Setelah melakukan mediasi kekeluargaan pada 17 Oktober 2024, pihak desa menyadari adanya kekeliruan dalam proses PTSL dan menyarankan agar TWH mengembalikan sertifikat tanah yang sudah diterbitkan kepada BPN. Namun, TWH tidak menunjukkan itikad baik dan memilih untuk mempertahankan sertifikat tersebut.

Khoirul Rozikin, yang merasa dirugikan, akhirnya melaporkan kasus ini ke Polda Jatim, dengan dugaan bahwa TWH telah melakukan pemalsuan dokumen negara melalui program PTSL yang seharusnya memberikan kemudahan, namun disalahgunakan untuk kepentingan pribadi.

Berdasarkan informasi yang dihimpun, setiap warga yang mengikuti program PTSL 2023 di desa tersebut dikenakan biaya sebesar Rp 700.000, meskipun sebelumnya biaya pendaftaran sempat ditetapkan sebesar Rp 1,3 juta dan sempat diprotes oleh warga.

Program PTSL adalah inisiatif pemerintah untuk memberikan sertifikat tanah kepada seluruh tanah yang belum terdaftar secara sistematis. Prosesnya melibatkan pendaftaran tanah oleh warga dengan bantuan dari pemerintah desa dan BPN.

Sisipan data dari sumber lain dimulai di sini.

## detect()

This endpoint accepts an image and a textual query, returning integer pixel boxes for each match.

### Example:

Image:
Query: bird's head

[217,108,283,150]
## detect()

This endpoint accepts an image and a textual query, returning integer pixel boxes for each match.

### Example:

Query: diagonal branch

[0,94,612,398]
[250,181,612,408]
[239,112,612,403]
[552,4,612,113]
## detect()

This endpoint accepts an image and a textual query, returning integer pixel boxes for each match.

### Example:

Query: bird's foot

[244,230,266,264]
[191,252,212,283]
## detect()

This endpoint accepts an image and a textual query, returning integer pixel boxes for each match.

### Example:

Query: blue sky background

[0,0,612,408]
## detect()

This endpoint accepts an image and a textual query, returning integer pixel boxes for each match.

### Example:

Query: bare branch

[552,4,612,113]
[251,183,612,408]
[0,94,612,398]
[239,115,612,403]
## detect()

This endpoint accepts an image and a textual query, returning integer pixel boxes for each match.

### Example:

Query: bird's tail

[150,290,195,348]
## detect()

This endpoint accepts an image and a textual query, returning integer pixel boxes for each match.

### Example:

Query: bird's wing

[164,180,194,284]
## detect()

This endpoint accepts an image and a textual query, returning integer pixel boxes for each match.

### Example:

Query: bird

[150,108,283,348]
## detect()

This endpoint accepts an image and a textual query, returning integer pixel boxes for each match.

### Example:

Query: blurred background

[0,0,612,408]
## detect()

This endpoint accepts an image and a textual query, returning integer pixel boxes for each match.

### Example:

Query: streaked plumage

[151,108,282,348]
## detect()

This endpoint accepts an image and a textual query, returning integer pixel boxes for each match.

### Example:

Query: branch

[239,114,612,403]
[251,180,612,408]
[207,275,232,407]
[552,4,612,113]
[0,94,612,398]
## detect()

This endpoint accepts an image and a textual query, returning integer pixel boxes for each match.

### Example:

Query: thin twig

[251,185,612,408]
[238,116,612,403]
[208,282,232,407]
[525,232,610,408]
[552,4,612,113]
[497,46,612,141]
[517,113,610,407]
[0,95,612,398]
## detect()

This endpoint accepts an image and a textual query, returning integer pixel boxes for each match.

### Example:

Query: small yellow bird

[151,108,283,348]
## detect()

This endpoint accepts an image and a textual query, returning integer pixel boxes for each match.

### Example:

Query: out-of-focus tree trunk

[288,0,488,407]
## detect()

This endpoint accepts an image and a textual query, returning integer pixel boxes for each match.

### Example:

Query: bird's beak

Pemalsuan dokumen negara dalam kasus ini merujuk pada penerbitan sertifikat hak milik tanah yang menggunakan dokumen palsu atau tidak sah, yang berpotensi menimbulkan masalah hukum bagi pemilik sah tanah tersebut.

Pelapor, Khoirul Rozikin, telah melaporkan dugaan pemalsuan dokumen negara ke Polda Jatim dan berharap proses hukum akan memberikan keadilan dalam menyelesaikan sengketa terkait sertifikat tanah palsu.

Untuk memastikan keaslian sertifikat tanah, warga dapat memeriksa data sertifikat melalui BPN atau menggunakan aplikasi yang disediakan oleh pemerintah untuk memverifikasi status dan keabsahan dokumen tanah.